Lui avrebbe guardato in basso, come se in un punto, poco distante dall’ombra del suo naso, si fossero generate delle immagini, poi i mondi e le storie della sua esistenza.
– Voglio dire che è un baratro nero – avrebbe risposto, – e non voglio che tu ci cada dentro.
Avrebbe voluto portarla fuori, un giorno, in una giornata pulita, senza carta stagnola a confondere i pensieri, magari con il sole e l’aria tiepida, quel genere di giornate così verdi e serene che puoi vivere solo da bambino.
Avrebbero parlato, avrebbero passeggiato sui marciapiedi di ogni strada, all’ombra di ogni palazzo e di ogni viale, doppiando anziani e deridendo le coppiette.
Si sarebbero fermati a riprendere fiato parti dello zoo, magari guardando i pesci rossi nuotare sul fondo della sua fontana.
– Ci sarò passato mille volte – avrebbe detto lui, guardando l’ingresso. – E non ci ho mai messo piede.
Lo zoo sarebbe stato un rettangolo di silenzio, rotto solo dai sospiri dei pochi animali che attendevano il rincorrersi delle giornate nella solitudine delle proprie gabbie.
Avrebbero camminato tra una gabbia deserta e l’altra, avvicinandosi agli sguardi indifferenti degli animali, passando invisibili tra la folla.
– Non ti sembra triste? – gli avrebbe fatto notare Simona.
– Cosa? – avrebbe finto di non capire, lui.
– Tutto questo: le gabbie, la gente, gli animali…
– No – avrebbe detto, scrollando le spalle, – anzi, l’unica cosa triste di questo zoo mi sembrano gli umani.
Probabilmente lei lo avrebbe scambiato per matto, ma più probabilmente avrebbe riso di una risposta tanto strampalata.
– Gli umani?
– Oh, avanti, le uniche creature in gabbia siamo noi, sono loro – avrebbe risposto, indicando la gente, – persone rinchiuse in gabbie di tristezza, di solitudine, di repressione. Siamo noi quelli così patetici e disperati da aver inventato un Dio per poterci togliere le responsabilità delle nostre azioni, per poterci lavare la coscienza.

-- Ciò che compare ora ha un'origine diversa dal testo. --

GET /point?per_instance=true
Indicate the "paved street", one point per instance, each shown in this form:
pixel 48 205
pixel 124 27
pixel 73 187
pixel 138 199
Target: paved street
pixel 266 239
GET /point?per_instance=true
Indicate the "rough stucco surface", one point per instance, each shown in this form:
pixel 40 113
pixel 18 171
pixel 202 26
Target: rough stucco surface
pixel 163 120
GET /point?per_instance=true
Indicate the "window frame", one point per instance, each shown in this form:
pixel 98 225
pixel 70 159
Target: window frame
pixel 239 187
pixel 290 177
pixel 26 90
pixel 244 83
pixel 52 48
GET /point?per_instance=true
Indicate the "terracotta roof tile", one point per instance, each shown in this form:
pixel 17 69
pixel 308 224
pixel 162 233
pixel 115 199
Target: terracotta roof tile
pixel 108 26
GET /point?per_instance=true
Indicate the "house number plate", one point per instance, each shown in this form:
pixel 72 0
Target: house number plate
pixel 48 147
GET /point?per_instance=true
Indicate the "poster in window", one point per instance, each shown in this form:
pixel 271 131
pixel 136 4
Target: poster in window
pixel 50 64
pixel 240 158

Simona probabilmete avrebbe ridacchiato, o forse no, forse si sarebbe fatta ancora più seria e avrebbe domandato: – Dio?
– Dio, la religione, la morale, la legge… queste secondo me sono le gabbie degli uomini.
Probabilmente avrebbe ridacchiato, forse avrebbe dubitato, o magari non avrebbe creduto: – Io non mi sento in gabbia, io sono libera.

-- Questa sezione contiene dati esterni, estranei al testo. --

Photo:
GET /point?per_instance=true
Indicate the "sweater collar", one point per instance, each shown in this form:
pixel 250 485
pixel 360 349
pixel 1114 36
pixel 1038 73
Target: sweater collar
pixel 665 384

– Sei più schiava di tutti gli schiavi di questo mondo, se credi veramente in quello che hai detto – avrebbe risposto lui.
– Se dici così allora anche tu sei in gabbia – avrebbe risposto lei. E a lui non sarebbe rimasto altro che vedere il peso della consapevolezza, nei suoi occhi lucidi, una consapevolezza tra tante, nella chiave di volta che regge l’universo-vita.
– Non ho mai detto il contrario – avrebbe sussurrato, prima di baciarla.